Over the last 50 years, mankind- Americans in particular- have become so removed from the origin of their food, that many can't identify plants, or cuts of meat and the animal they come from, or determine whether store produce is a fruit or a vegetable. The scary part is that a majority of Americans have no idea that most modern plants can't be grown from their seeds because Genetically Terminated Organisms and Seeds have been allowed to proliferate on the Corporate Agriculture level. In other words, the seeds from an apple purchased at Safeway, Kroger, Price Chopper or Food Lion will grow into a tree, but will not produce fruit. To me, this is a recipe for disaster.
The same problem exists with the American meat industry. At the end of the day, we all know our juicy, delicious cheeseburger comes from beef, which at one time had hooves, hide and tail. The dilemma is that no one wants to accept that reality. So 3 colossal meat packing corporations sequester themselves in the vast acreage of the Mid-West, operating on an enormous scale which does not in any way take into consideration the well-being of the animal from which they are collecting stupendous profits. But yet, when small farmers attempt to change this, breeding, raising, slaughtering, butchering and marketing the resulting quality meat, folks work themselves into a lather. USDA regulations are a heavy burden, tossing obstacles into the path of sustainable farmers who want to sell their products to local buyers. Uninformed people worry and fret about the well-being of pastured small herds and flocks, instead of being distressed about the conditions present in factory farms. It makes absolutely no sense.
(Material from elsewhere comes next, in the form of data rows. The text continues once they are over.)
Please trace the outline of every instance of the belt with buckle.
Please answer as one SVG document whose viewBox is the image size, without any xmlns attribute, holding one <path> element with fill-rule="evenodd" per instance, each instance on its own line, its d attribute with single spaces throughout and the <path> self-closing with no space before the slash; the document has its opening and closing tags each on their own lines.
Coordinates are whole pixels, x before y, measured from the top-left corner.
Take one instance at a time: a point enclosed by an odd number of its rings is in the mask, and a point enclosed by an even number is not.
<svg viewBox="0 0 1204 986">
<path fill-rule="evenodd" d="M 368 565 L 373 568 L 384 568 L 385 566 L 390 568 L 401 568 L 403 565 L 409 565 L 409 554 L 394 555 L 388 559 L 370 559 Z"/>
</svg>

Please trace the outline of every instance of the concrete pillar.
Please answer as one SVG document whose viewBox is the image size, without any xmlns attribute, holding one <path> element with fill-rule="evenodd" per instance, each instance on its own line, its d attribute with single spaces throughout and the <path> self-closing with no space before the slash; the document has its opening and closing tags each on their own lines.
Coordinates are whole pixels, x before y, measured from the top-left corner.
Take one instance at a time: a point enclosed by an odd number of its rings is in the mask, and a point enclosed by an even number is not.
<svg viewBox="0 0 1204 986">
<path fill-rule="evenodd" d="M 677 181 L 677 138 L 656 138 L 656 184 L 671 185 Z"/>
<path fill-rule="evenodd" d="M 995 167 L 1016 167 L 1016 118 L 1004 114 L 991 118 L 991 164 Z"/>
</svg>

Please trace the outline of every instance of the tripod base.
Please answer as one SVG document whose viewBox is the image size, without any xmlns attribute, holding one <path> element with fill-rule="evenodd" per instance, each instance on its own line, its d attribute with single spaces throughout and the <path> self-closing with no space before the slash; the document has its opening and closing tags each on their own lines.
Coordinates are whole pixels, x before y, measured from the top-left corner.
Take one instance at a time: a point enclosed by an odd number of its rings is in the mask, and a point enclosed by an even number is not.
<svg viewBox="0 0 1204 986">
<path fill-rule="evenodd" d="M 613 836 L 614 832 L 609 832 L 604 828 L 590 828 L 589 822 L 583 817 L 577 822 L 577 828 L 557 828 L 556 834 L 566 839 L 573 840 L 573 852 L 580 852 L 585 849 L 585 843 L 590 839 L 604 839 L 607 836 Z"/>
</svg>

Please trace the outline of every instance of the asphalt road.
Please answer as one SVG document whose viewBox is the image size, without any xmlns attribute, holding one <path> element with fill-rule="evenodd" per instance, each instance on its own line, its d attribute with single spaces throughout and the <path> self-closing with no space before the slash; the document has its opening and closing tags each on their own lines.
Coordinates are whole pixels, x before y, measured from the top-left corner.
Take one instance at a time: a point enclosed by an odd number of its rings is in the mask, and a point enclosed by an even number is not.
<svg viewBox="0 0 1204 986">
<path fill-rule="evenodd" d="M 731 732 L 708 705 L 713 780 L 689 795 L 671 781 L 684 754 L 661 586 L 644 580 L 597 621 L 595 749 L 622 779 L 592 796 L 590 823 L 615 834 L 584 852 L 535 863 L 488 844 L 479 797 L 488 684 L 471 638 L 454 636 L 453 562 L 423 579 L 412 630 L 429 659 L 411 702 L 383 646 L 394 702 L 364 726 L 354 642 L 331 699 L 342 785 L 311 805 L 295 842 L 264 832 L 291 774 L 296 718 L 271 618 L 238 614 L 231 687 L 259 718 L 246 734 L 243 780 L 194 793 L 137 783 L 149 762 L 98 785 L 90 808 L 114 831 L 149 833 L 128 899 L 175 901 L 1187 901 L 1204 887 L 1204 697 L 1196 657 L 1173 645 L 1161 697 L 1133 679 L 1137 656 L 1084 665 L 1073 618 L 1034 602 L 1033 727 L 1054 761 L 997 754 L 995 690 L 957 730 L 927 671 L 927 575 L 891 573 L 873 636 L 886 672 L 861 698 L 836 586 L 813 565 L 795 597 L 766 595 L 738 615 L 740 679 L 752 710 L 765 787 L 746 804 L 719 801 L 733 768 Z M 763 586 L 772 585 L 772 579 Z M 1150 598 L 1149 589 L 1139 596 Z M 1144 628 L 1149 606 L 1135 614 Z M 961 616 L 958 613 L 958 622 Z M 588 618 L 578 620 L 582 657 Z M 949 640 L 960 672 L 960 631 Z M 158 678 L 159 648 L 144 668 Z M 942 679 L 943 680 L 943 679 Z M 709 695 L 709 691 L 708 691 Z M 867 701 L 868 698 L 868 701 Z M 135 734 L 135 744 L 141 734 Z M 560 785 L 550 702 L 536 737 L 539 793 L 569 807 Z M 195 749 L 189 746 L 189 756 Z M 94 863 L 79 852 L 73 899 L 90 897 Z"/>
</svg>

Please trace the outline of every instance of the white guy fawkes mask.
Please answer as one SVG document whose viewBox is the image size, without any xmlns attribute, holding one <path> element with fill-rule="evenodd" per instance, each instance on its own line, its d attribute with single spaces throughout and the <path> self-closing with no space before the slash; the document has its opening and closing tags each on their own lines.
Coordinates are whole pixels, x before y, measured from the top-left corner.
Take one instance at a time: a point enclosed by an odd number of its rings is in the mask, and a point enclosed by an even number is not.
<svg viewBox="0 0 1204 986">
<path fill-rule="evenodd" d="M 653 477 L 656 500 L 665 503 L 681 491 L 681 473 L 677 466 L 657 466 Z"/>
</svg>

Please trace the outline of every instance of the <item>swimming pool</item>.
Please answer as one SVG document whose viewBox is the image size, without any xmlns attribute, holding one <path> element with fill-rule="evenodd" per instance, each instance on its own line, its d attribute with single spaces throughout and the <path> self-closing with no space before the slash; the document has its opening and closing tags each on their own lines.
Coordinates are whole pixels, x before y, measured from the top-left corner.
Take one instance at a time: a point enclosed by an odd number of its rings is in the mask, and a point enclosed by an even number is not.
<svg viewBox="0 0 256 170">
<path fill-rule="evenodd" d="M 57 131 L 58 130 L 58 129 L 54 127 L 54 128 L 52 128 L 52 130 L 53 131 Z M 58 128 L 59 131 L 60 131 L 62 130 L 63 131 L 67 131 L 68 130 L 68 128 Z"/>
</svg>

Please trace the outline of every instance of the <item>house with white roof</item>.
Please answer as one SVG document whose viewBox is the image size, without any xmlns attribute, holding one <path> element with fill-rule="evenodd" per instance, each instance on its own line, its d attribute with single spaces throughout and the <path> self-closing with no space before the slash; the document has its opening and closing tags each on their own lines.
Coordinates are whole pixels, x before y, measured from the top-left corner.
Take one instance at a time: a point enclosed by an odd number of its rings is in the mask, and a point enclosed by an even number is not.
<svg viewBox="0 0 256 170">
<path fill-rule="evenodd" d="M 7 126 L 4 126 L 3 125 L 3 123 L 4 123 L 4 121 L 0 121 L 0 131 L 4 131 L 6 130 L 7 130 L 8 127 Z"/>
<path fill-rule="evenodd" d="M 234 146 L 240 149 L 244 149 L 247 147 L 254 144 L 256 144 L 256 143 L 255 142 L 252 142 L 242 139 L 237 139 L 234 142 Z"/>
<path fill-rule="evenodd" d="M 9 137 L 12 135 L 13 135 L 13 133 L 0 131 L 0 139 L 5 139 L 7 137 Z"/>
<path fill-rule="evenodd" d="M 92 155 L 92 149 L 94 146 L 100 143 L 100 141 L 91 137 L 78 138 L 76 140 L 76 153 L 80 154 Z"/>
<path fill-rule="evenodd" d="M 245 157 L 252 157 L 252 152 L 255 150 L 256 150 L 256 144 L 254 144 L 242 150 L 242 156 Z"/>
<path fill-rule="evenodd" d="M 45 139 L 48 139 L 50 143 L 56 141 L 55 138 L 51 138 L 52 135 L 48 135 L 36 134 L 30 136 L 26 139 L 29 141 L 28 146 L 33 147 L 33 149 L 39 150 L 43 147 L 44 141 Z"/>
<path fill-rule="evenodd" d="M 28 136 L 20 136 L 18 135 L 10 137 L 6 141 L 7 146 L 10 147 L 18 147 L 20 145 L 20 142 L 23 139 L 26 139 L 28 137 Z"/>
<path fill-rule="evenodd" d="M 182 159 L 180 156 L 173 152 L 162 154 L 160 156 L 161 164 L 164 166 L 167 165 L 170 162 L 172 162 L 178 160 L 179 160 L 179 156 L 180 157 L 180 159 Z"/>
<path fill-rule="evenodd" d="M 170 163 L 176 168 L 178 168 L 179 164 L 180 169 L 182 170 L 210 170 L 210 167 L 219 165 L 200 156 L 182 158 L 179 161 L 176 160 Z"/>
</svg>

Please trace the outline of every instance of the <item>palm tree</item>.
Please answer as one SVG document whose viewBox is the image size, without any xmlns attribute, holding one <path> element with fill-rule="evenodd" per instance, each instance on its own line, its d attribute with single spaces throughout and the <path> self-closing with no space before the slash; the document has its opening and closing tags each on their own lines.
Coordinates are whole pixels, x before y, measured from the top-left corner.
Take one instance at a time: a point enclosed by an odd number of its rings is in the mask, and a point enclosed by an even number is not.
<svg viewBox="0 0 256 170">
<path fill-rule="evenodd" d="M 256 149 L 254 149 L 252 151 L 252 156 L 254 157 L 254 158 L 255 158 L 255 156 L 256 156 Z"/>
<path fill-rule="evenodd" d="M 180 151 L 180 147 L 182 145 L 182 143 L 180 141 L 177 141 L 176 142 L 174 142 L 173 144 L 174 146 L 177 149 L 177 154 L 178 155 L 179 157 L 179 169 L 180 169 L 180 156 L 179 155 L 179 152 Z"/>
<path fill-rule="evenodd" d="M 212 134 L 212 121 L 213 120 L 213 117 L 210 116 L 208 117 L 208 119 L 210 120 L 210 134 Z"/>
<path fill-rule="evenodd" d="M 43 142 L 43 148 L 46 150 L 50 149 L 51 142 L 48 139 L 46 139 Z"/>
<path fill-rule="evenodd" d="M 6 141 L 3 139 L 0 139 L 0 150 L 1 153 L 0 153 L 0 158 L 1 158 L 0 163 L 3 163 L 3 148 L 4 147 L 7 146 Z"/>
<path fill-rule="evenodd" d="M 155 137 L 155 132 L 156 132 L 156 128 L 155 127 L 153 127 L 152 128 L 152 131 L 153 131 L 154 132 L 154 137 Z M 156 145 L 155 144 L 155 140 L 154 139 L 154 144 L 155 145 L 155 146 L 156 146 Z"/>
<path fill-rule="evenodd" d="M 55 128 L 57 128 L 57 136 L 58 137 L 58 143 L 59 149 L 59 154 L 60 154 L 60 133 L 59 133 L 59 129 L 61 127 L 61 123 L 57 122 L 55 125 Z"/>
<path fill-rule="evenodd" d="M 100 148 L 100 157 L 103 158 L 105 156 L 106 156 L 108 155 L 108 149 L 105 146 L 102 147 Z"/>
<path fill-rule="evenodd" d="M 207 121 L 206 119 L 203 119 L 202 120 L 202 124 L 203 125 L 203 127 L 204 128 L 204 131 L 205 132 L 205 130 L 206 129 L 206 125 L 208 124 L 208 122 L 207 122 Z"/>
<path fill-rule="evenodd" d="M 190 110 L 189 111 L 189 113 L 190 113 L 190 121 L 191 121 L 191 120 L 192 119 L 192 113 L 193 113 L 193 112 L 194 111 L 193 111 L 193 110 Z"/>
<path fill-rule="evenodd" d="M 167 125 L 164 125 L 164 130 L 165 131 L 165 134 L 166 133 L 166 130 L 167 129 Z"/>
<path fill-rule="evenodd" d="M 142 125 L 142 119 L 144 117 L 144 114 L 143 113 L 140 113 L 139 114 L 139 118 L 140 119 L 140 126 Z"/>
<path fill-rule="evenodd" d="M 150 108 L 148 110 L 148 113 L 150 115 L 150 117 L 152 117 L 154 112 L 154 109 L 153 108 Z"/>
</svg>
It's my hope that this will change soon. Government regulators will begin to have more on-the-ground contact with artisan farmers and a working partnership will develop to replace the antagonistic climate now present. Populations will educate and expose themselves to agricultural practices so that future generations will have what we almost gave up: clean, quality, inexpensive, abundant and sustainable food available to everyone forever.